Ah, ok you are essentially going the the opposite way, making a Sum/Difference stereo-width manipulation of an existing Left/Right stereo signal.
Just mix it down, the output from the master bus that you are hearing is the L/R stereo output that has been "enhanced" by way of the Sum/Difference processing you've set up.
The easy way to do the same is to use a stereo width plugin. Such a plugin can make the stereo width narrower, which is equivalent to simply panning both Left and Right channels closer to center. Not much special about that, but it can also make the stereo width "wider than normal" which in essence "pans farther than hard Left/Right" by introducing some Left channel with inverted polarity to the Right output and some Right channel with inverted polarity to the Left output. To do that simply without using a plugin or a built in stereo widener control (not sure about Audacity, but a number of DAWs have such a function built in, often as part of the stereo balance control on any stereo input channel, or maybe just the master bus), you can copy the left channel to a open mixer channel, invert polarity, and pan it fully right. Do the opposite with the right channel. Then bring each of those two new channels up a little bit in level and the stereo output of that mixed with the original channels will go "overwide" or what is sometimes referred to as "super-stereo". You only be able to add so much before it gets "overly phasy sounding" and starts getting less wide again in a weird way. If your goal is just a bit of widening, you don't need to also make an additional mono Sum channel (Mid). Just mix those two inverted polarity / opposite panned channels with the original L/R channels. Essentially, this method just increases the amount of Side (Difference) signal in the mix.
If your goal is more extensive Sum/Difference processing, then it makes sense to convert Left/Right to Sum/Difference, do what ever you wish to do in that mode (change stereo width, or otherwise process the center imaging content differently than the content that images out toward the left and right sides - it's a very powerful way of manipulating stereo) and then convert back to Left/Right again. Seems to me the process you describe is more akin to this.
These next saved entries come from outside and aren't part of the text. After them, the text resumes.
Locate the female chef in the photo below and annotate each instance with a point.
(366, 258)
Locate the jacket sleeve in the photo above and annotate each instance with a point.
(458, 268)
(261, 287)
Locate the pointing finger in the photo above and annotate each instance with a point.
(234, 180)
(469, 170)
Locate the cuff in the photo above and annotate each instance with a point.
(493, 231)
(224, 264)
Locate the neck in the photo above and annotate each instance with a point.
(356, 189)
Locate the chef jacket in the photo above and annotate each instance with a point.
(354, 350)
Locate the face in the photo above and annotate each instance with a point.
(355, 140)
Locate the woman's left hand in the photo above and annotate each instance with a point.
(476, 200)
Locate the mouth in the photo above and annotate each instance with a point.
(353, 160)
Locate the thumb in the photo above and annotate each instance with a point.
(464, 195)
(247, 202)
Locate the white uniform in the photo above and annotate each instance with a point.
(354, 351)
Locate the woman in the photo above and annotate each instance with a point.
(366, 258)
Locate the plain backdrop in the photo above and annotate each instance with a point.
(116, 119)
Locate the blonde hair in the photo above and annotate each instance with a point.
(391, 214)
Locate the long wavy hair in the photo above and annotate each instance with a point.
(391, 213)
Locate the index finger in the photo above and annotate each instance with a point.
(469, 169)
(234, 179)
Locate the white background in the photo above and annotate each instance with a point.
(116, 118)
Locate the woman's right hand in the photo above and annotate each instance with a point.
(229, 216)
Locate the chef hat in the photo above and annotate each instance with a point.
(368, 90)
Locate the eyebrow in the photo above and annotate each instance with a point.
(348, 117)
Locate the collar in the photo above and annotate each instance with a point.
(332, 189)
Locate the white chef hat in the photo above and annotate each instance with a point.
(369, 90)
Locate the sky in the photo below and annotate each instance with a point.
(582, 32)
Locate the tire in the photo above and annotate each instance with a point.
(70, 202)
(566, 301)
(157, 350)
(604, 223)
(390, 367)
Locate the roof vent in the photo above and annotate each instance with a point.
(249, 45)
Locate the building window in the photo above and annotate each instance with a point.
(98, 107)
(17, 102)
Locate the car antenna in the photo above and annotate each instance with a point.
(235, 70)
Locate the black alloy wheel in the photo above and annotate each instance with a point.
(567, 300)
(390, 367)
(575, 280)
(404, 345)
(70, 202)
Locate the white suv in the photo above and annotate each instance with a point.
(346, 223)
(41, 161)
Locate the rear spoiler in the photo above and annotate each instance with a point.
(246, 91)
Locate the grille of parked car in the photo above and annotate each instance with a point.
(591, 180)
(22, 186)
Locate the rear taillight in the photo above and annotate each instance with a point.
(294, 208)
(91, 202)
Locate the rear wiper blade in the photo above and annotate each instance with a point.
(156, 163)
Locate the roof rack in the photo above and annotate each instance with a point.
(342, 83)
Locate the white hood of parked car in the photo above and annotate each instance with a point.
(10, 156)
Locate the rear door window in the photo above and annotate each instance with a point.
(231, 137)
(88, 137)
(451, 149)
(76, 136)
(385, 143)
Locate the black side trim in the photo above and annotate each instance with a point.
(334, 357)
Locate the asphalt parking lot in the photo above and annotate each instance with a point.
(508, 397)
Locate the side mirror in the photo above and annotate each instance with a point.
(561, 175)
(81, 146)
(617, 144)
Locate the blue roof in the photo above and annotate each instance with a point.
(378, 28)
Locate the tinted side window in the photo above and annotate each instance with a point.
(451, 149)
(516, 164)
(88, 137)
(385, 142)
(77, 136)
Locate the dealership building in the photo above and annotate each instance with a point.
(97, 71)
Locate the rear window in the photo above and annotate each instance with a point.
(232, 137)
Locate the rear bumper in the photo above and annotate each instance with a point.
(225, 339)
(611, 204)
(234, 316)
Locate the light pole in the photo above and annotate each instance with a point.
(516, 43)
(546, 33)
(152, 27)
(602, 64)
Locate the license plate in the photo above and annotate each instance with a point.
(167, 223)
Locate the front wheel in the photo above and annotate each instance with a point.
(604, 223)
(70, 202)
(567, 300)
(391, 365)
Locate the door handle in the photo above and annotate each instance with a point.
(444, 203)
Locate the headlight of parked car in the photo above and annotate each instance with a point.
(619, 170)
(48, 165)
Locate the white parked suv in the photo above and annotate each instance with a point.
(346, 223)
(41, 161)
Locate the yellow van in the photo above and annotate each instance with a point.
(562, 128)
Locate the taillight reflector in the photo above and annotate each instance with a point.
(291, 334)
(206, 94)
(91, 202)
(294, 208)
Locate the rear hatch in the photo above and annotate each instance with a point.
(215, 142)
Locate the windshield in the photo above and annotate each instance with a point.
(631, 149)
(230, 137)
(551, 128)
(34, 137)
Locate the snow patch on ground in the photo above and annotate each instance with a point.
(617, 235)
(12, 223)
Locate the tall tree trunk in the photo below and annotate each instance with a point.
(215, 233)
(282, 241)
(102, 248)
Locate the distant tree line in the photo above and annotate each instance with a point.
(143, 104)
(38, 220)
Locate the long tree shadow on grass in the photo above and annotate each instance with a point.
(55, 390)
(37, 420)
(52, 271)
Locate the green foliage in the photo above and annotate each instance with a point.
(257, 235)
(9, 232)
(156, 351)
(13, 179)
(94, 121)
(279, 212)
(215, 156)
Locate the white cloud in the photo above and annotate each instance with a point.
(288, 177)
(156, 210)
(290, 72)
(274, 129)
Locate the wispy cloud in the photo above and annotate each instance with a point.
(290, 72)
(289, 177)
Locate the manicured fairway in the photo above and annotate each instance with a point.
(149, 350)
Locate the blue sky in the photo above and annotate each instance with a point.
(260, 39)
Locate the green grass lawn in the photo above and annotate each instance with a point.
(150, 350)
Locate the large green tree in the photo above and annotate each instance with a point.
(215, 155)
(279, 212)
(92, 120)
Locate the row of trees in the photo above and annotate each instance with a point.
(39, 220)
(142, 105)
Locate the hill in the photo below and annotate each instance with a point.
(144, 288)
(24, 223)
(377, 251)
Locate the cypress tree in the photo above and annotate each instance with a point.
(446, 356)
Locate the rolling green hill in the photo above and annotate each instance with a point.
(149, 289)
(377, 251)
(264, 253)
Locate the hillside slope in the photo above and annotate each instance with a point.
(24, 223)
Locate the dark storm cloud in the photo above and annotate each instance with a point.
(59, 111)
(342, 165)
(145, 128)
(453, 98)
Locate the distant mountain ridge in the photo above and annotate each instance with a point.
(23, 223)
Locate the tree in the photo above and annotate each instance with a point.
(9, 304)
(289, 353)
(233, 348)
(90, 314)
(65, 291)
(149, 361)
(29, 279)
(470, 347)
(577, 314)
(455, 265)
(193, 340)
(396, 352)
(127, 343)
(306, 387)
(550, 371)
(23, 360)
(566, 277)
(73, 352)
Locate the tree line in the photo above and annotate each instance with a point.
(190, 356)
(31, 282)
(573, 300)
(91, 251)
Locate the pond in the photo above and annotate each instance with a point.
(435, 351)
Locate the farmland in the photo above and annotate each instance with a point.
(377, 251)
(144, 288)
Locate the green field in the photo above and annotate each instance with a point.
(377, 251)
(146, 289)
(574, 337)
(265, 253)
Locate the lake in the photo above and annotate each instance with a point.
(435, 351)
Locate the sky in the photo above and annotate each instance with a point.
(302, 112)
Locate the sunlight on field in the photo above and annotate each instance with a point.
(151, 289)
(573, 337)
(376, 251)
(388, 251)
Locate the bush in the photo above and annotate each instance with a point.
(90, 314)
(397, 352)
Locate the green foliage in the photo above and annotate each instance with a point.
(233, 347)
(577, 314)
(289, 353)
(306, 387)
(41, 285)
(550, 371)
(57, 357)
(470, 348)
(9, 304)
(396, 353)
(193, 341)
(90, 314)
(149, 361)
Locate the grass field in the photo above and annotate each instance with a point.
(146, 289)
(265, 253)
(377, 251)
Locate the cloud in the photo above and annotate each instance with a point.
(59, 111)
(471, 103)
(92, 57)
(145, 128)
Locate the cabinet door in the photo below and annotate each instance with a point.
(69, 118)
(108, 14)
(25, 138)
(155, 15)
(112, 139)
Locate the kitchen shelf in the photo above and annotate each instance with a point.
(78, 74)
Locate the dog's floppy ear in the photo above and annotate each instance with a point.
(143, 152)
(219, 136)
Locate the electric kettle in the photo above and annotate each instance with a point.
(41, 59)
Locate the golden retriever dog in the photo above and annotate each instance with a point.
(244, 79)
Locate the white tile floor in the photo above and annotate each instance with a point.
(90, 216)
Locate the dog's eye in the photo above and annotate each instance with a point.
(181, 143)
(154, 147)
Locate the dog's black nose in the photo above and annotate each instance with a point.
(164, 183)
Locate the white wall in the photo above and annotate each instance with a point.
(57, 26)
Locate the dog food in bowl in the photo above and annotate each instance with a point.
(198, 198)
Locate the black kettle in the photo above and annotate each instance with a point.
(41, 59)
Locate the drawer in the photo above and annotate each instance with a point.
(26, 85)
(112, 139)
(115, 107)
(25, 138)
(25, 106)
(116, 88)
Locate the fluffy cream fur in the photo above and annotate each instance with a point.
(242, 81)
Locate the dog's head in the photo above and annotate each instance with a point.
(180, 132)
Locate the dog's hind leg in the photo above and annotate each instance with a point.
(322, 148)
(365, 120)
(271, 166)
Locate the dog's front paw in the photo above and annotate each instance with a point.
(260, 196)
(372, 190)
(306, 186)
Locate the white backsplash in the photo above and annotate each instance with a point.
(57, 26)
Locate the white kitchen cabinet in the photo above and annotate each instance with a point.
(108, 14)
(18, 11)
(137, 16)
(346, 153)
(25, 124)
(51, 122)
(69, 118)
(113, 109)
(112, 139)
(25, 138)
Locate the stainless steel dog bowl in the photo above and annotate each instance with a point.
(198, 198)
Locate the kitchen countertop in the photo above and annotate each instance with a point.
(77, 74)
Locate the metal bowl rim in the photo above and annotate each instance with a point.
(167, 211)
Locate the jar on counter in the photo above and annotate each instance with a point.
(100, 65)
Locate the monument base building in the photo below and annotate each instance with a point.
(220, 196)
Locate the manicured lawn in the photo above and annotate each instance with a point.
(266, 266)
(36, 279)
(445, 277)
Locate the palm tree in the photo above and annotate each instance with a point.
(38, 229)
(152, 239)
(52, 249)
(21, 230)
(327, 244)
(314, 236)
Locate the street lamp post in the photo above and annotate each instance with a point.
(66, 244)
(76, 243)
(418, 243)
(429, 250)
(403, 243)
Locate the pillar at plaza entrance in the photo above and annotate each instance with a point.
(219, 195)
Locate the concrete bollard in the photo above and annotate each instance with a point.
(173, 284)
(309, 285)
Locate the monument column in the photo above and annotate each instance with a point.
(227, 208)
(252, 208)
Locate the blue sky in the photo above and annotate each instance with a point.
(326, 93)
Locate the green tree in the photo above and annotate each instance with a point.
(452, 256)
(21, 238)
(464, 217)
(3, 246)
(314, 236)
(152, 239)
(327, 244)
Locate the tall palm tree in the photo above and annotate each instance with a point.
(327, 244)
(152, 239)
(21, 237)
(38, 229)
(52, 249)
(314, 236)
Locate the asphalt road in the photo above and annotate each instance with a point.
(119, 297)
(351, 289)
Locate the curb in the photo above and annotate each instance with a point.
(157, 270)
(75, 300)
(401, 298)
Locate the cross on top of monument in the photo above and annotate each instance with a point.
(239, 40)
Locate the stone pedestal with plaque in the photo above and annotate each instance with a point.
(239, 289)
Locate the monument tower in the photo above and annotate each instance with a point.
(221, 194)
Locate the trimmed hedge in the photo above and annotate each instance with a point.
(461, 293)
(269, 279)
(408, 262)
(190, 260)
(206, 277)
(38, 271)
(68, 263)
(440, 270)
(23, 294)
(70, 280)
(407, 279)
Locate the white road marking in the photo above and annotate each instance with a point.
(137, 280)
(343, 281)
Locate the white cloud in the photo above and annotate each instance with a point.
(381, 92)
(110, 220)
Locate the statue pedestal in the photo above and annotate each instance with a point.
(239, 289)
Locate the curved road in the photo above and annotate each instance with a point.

^ Many stereo plugins (stereo width adjusters, EQ's. compressors, reverbs, whatever) can be switched run in Sum/Difference mode rather than Left/Right mode. Some of them will refer to that as Mid/Side mode rather than Sum/Difference mode, which does somewhat better describe which part of the resulting stereo stereo image it is targeting. Using such a mode in a plugin makes all this very easy since both the L/R to Sum/Difference conversation that precedes the primary plugin effect and the Sum/Difference conversion back to L/R again afterward is done automatically inside the plugin.